-3- Kıskanç

49.7K 3.7K 2K
                                    

Medya- Yankı

Yaklaşık bir haftadır benimleydi Yankı. Sabahları işe gitmeden önce bir şeyler bırakıyordum masaya. Akşam geç geldiğim için uyumuş oluyordu artık. Koltuktaki o rahatsız görüntüsü gözümün önünden gitmiyordu. Kedi gibi kıvrılıp, örtünün içinde kayboluyordu.

"Kollarım koptu abicim hadi." Emrah'ın elinden torbanın birini alıp aynı zamanda da kapıyı açtım. İçeri girmemizle Yankı ayağa kalkıp kapıya döndü.

"Bu kim?" Emrah'a Yankı'dan bahsetmediğim için haberi yoktu.

"Misafirim."

"Merhaba." Emrah mutfağa poşetleri bırakırken Yankı kafasını salladı.

"Merhaba." sesi her zamankinden daha cılızdı, hasta mıydı acaba? "Ayaz abi..." tedirgince etrafında döndü. "Burada mısın?"

"Evet, buradayım." yüzündeki rahatlamış ifadeyi görünce istemsizce gülümsedim.

"Kim bu çıtır?" Emrah poşetleri boşaltırken bana bakıp göz kırptı. "Baya da iyi bir şey."

"Sulanma." biraları alıp masaya bıraktım. "Meral'in yeğeni."

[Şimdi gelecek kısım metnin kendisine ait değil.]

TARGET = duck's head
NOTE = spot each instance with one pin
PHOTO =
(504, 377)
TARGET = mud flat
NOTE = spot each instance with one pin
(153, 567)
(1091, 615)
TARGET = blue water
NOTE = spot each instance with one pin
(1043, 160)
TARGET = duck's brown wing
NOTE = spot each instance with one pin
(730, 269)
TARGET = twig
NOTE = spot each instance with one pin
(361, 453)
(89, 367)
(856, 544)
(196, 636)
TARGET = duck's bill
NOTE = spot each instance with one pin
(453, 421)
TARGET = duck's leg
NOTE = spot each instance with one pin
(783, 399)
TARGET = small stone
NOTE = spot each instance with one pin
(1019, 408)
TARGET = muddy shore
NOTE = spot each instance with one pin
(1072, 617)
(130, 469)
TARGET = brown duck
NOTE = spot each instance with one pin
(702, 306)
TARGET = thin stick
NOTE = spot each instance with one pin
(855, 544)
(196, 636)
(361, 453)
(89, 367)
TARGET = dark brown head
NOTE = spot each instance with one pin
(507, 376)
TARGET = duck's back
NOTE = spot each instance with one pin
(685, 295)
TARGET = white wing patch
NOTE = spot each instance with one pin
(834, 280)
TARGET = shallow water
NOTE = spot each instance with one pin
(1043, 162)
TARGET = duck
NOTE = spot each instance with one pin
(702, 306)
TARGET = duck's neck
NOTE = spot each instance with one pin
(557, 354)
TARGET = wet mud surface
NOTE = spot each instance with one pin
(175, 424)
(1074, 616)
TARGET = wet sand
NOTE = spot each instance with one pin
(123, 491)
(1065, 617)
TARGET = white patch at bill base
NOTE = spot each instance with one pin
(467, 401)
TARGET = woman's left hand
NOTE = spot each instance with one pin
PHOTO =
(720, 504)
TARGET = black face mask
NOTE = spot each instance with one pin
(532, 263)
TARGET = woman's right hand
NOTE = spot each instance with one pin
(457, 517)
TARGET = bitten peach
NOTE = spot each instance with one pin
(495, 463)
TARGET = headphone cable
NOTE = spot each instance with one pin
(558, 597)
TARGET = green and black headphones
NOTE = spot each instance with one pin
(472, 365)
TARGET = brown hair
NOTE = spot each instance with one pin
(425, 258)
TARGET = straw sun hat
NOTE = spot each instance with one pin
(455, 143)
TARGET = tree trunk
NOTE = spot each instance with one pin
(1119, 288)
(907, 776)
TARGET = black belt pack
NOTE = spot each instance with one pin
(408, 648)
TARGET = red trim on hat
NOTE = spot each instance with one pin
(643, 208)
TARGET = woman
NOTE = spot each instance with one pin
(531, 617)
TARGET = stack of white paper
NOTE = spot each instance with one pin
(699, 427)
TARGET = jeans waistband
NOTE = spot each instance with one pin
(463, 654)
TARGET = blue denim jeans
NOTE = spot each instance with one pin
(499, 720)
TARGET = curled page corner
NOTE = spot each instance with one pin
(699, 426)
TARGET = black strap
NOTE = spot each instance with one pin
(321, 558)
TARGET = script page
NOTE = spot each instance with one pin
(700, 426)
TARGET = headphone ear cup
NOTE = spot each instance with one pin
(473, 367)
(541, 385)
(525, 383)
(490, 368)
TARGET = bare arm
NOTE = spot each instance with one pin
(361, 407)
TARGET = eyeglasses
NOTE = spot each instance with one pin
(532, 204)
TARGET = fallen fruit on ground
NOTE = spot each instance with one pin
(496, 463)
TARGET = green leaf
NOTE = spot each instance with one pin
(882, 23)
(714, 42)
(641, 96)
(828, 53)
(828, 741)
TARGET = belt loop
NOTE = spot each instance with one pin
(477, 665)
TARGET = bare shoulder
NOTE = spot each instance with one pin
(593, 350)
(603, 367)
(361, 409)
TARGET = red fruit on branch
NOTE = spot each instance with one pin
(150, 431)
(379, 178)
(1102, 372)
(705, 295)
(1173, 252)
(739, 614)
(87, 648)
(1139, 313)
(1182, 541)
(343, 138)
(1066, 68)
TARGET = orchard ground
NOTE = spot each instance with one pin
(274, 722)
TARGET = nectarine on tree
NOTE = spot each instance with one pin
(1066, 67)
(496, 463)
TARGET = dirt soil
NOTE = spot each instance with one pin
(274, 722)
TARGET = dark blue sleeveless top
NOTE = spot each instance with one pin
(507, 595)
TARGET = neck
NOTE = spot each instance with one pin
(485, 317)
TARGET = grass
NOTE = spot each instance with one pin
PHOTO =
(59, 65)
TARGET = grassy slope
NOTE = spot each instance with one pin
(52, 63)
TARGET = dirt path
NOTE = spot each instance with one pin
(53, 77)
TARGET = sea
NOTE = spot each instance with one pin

"Yalnız bir sıkıntısı var gibi." aynı anda koltukta oturan çocuğa döndük. "Neyi var?"

"Göremiyor."

"Hayda..."

"Sana ne oluyor oğlum?" göz kırpıp başımı salladım.

"Bir şey yok abicim, yazık yani çocuğa. O yüzden."

"Adı üstünde, çocuk. Uzak dur."

"Allah Allah!" biralarla beraber salona yürürken söyleniyordu. "Adımız çıkmış dokuza inmez sekize. Bu ne güvensizlik ya."

"Bira içer misin?" sehpaya biraları bırakıp Yankı'nın yanına oturdum. Emrah'ın varlığı onu rahatsız etmiş gibiydi.

"Olabilir."

"Yanlış cevap." hafifçe gülümsedim. "Çocuklara vermiyoruz."

"Sen onun yaşındayken sokaklardan topluyorduk." alayla sırıttı Emrah. "Ver çocuğa, içsin."

Sehpadan alıp eline değdirdim. Parmaklarının arasına aldığı şişeyi dudağına götürüp bir yudum aldı. Yüzünü buruşturup yutkununca Emrah'la göz göze geldik. İlk içişi olmalıydı.

"Sevgilin var mı?" dedi Emrah, dikkatle Yankı'ya baktım.

"Yok, Deren var."

"Deren kim?" dediğimde bana doğru çevirdi başını.

"Çok yakınız ama sevgili değiliz."

"O nasıl oluyor?"

"Beşik kertmesi." dediğinde kaşlarımı çattım. "Evleneceğiz."

"Hala var mı öyle şeyler?" Emrah'a bakıp sertçe yutkundum. "Ciddi misin sen?"

"Evet Ayaz abi." gözlerimi devirip şişeyi kafama diktim. Öldürecekti bu çocuk beni.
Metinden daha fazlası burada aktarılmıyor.